Un fervent défenseur du mouvement anti-vaccin et politicien italien a été hospitalisé pour la varicelle plus tôt cette semaine. Massimiliano Fedriga, président de la région du Frioul-Vénétie Julienne et membre du parti de droite de la Ligue du Nord, a révélé qu’il était malade sur Twitter.

Il s’était précédemment opposé au décret Lorenzin, qui rendait la vaccination obligatoire pour les enfants avant qu’ils puissent aller à l’école, en 2017. À l’époque, il avait déclaré qu’il avait fait vacciner ses propres enfants, mais qu’il ne devrait pas être forcé de le faire, a rapporté La Vanguardia. Il a également affirmé que rendre obligatoires les 12 vaccins, qui incluent la varicelle et la rougeole, n’était pas la meilleure méthode pour convaincre les anti-vaccins.

Fedriga a passé quatre jours à l’hôpital cette semaine à être soigné pour la varicelle. Après sa sortie, il a écrit ce qui suit sur les réseaux sociaux : « Je vais bien, je suis chez moi en convalescence et je remercie tout le monde ».

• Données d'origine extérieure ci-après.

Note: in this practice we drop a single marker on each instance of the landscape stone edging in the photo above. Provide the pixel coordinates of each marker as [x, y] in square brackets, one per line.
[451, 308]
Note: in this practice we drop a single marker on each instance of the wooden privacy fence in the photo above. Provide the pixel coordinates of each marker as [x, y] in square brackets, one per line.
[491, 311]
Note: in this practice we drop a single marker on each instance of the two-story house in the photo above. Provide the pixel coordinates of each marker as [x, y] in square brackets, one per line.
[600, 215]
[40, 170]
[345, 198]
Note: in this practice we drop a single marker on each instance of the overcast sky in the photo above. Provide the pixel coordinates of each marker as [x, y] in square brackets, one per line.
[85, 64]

Roberto Burioni, un microbiologiste renommé, a expliqué sur Twitter la nouvelle de la varicelle de M. Fedriga, soulignant que celle-ci évoquait utilement le sujet de la vaccination chez les adultes. Sur son site Web, MedicalFacts, il a ajouté ce qui suit : « M. Fedriga, comme beaucoup d’adultes, ne s’est pas fait vacciner… s’il avait été vacciné à l’âge adulte, il serait en parfaite santé ».

« S’il avait infecté une femme enceinte, nous serions confrontés à un enfant mal formé ou à un avortement. Le seul moyen d’éviter de telles tragédies est de nous faire vacciner afin d’empêcher la circulation de ce virus dangereux, qui aurait pu toucher une personne beaucoup plus vulnérable. »

Le décret Lorenzin a été introduit par le gouvernement italien après une épidémie de rougeole en 2017. Cela signifie que les parents d’élèves non vaccinés seraient condamnés à une amende allant de 100 € (150 $CA) à 500 € (750 $CA).